Sulawesi Utara (Manado) Darurat Kekerasan Seksual terhadap Anak
Ilustrasi kekerasan seksual pada anak | Foto Rodnae Productions/Pexels.com |
Darurat kekerasan seksual di Sulawesi Utara, khususnya Manado sudah sangat meresahkan. Korban kekerasan seksual bukan terhadap orang dewasa saja, tapi juga ana-anak. Seakan tidak ada efek jera bagi pelaku, kekerasan seksual (cabul) berulang kali terjadi.
Sudah semestinya para penegak hukum, pihak eksekutif, dan legislatif punya solusi jitu dalam menyelesaikan persoalan serius terhadap generasi bangsa.
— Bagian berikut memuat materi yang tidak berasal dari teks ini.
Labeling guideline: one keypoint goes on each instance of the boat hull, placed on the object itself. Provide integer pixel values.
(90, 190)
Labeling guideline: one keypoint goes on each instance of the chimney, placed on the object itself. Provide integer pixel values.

Laporan Unicef 2020 lalu tentang “Anak Indonesia” menemukan bahwa 62 persen anak perempuan dan lelaki mengalami satu atau lebih dari satu bentuk kekerasan sepanjang hidupnya. Survei itu juga menemukan bahwa satu dari 11 anak perempuan dan satu dari 17 anak lelaki mengalami kekerasan seksual.
Unicef 2020 mengungkapkan kekerasan seksual terhadap anak di Indonesia | Asmara Dewo/Advokat Manado
Menteri Pemberdayaan Perempuan dan Perlindungan Anak (PPPA) Bintang Pupayoga menyebutkan pada 2021 kekerasan seksual kepada anak-anak mencapai 7.004 kasus. Bintang juga mengatakan kasus kekerasan seksual merupakan fenomena gunung es, karena banyak kasus yang tidak dilaporkan. Kondisi itu membuktikan bahwa permasalahan yang terjadi sebenarnya lebih kompleks daripada yang terlihat di permukaan, sebagaimana ditulis Infoanggaran.com,
Januari 2022 lalu, Bintang sempat berkunjung ke Desa Senduk, Kec. Tombariri, Kab. Minahasa, Sulawesi Utara. Kedatangannya bukan tanpa sebab, Bintang mengunjungi makam korban kekerasan seksual terhadap anak berinisial CT yang berumur 10 tahun.
Korban awalnya sempat dibawa ke RSUP Prof. Kondou Manado, hasil visum et repertum menyatakan memang selaput darah korban robek. Selain itu ternyata korban juga punya sakit bawaan, yaitu leukimia.
Dalam catatan BPS (Badan Pusat Statistik) yang dituliskan Aris Mohamad Ghaffar Binol dkk di e-jurnal Unsrat (Universitas Sam Ratulangi) 2020, terjadi peningkatan laporan kasus pedofil dari 10 kasus pada 2016 menjadi 13 kasus pada 2017. 11 kasus di luar laporan dari wali korban, total kasus pedofilia yang ditangani Polresta (Kepolisian Resort Kota) Manado pada 2017 sebanyak 33 kasus.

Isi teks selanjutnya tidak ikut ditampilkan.